1 Introduction

The rate of online media consumption has dramatically increased and individuals’ online social networks (OSNs) are an ever more popular source for news content. State and non-state actors desiring to manipulate the information environment have adapted to this trend, launching information operations targeted at a range of online platforms. Since October 2018, Twitter has publicly identified more than 40 state-linked information operations attributed to over 20 countries targeted at its platform Twittter (2022). From 2017 through mid-2021, Facebook similarly took down and reported over 150 information operations originating from more than 50 countries Facebook (2021). An information operation can be characterized as coordinated activity aimed at a strategic objective that is fundamentally deceptive in nature (Erhardt and Pentland 2021). This deception may not necessarily imply explicitly false information (e.g., out-of-context images, agenda-setting, or flooding the information environment with superfluous messaging to confuse and distract (Starbird et al. 2019; King et al. 2017)).
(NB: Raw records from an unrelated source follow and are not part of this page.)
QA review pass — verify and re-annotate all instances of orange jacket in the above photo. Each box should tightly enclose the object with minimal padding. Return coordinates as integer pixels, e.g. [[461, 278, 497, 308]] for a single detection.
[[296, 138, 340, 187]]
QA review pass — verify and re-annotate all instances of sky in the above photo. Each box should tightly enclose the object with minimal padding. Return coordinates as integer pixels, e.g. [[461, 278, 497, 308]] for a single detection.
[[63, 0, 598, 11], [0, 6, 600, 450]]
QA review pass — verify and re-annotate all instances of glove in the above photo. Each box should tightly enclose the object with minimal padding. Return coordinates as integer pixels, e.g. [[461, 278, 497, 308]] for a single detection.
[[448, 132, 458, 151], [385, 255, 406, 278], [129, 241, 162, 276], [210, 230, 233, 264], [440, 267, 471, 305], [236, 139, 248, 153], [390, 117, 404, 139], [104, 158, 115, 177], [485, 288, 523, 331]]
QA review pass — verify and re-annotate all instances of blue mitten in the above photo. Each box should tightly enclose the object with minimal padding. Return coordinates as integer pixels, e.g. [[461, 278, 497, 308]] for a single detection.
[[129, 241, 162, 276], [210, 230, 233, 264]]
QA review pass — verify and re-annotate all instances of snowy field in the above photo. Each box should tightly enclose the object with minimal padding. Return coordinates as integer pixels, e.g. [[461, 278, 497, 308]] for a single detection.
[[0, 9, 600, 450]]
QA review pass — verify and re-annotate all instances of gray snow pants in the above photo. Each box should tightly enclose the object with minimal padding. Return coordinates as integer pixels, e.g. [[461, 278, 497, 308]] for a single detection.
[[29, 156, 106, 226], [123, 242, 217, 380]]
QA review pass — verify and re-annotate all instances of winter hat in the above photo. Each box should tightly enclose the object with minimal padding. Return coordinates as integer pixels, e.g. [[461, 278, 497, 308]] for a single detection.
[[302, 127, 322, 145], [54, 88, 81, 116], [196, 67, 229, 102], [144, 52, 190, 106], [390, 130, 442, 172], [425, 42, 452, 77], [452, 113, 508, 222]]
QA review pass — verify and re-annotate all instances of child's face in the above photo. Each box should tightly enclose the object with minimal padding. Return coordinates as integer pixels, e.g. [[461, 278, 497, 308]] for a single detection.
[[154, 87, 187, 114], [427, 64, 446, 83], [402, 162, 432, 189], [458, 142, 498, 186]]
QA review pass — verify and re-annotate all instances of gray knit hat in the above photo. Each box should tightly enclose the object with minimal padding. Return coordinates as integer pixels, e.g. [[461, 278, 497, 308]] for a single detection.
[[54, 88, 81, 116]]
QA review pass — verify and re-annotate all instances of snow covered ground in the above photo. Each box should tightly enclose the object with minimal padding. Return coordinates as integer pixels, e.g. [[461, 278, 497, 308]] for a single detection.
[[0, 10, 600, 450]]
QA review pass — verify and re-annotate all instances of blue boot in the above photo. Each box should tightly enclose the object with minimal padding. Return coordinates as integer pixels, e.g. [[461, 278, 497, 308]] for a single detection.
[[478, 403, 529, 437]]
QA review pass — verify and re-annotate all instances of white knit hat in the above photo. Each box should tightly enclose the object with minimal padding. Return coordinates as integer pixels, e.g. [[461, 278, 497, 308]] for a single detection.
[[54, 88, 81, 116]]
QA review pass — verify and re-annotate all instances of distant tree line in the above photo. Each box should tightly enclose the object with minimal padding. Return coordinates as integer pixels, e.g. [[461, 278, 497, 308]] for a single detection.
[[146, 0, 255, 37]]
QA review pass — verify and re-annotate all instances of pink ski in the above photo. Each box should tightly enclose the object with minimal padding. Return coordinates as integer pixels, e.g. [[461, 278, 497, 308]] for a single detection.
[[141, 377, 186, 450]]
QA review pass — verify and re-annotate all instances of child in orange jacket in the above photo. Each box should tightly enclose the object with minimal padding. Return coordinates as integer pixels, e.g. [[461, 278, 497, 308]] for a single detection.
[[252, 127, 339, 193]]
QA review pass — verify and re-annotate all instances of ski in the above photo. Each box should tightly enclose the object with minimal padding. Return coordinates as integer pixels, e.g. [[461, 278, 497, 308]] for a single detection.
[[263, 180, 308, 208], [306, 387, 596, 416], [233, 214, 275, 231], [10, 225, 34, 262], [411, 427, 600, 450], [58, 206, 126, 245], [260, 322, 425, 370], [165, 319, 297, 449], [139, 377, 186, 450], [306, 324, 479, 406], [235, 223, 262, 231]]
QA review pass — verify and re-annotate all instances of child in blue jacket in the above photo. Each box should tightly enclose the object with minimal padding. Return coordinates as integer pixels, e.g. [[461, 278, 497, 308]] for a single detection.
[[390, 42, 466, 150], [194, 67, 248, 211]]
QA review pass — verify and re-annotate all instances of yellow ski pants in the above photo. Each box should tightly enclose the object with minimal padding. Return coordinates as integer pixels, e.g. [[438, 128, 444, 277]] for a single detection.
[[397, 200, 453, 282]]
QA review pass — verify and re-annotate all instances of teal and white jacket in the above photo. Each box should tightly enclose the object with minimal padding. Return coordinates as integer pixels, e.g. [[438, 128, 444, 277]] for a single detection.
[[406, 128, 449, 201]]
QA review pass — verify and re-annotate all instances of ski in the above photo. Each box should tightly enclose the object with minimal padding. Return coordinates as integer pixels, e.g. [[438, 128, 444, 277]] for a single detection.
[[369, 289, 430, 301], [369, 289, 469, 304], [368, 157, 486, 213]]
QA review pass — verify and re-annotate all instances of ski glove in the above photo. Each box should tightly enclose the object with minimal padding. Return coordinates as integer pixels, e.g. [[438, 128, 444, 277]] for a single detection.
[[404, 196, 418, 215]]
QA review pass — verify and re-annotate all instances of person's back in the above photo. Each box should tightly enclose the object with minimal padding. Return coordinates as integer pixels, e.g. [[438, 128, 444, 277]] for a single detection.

Much of the literature in the mis/disinformation space focuses on detecting information operations through content-based features (Alizadeh et al. 2020; Rheault and Musulan 2021), or network-based approaches (Vargas et al. 2020). Other studies examine the temporal patterns of post activity (Luceri et al. 2020; Magelinski and Carley 2020). In this paper, we choose to instead revisit the influence model, first proposed in Asavathiratham (2001). This model is most similar to the temporal approach in Magelinski and Carley (2020) but has the advantage of being able to distinguish the directionality of apparent influence rather than producing an undirected account to account coordination graph. The influence model describes the dynamics of networked, interacting Markov chains. A Markov chain is a method for generating a sequence of random variables in which the current value is always probabilistically dependent on only the most recent previous value.

In this context, we choose to model individual social accounts as Markov chains with random variables representing post activity for a given user. With the influence model, we can measure the coordination between pairs of accounts based on post activity alone. From these coordination measures, it is possible to quantify hidden connections between accounts and, potentially, inauthentic activity. We focus on the coordination aspect of information operations for a few reasons. First, it alleviates some privacy and bias concerns associated with moderation. Second, an influence modeling approach is more language and media agnostic than content-based alternatives. Third, unlike network-based methods, this approach does not require access to the underlying network structure.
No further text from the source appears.